It’s important to understand that this isn’t a numbers game but “real lives, real people,” said Anindit Roy Chowdhury, program manager for labor rights at C&A Foundation, the philanthropic arm of the Belgium- and Germany-based retailer. “Sometimes we don’t get to see them simply because we’re only looking at the numbers: somebody says 40 million, someone says 10 million, someone says 8 million. But even if it’s eight, these are eight lives.”

While remediation is important, it’s important for philanthropists to engage in advocacy work, too, Chowdhury noted.

“The magnitude of the problem is so much, so you can actually continuously do remediation but the problem is going to shift from one place to another, so what needs to be done is to look at the issue of policy building and policy dialogue. And also enforcing policies that exist,” he said. “We need to hold governments to account in saying, ‘Don’t just create these opportunities for businesses to flourish. But also make sure that there is human rights due diligence that ensures that the children of men and women who are working thrive.’”

Few parents willingly turn their son or daughter over to child labor, said Smith, whose organization works to end child exploitation in the rug-making industry. Taking a recriminatory—or worse, paternalistic—tone is rarely helpful. She recounted visiting communities, for instance, where schools “literally weren’t working” and teachers often failed to show up.
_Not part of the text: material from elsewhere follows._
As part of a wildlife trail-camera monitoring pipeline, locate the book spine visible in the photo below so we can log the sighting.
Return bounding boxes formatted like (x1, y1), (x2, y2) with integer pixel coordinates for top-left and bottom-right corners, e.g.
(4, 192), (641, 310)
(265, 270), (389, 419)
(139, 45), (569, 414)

“Instead of telling them [to do] something, we would ask them, ‘Why are your children working?’ or ‘What can we do to make [school] a positive proposition?’” she said. “We work with them to get the kids into school and support them to overcoming those various barriers, and we work with the local government to strengthen the schools and create accountability around what those schools are doing alongside the parents of that community.”

One thing Chowdhury is done with is excuses: from brands, from suppliers, even from consumers.

“In 2019, in the 21st century, to say we don’t know is not good enough,” he said. “With the tremendous technological evolution over the last 10 years, to say we still don’t know if a piece of clothing that anyone of us is wearing is actually made by child labor or not, it’s unacceptable.”

Acknowledging the shadows in the supply chain is the first step, Chowdhury said. The second? Investing in transparency.

“It just doesn’t happen naturally; you have to invest into the process,” he said. “You can’t just say that transparency costs money because that’s the least that you have to do.”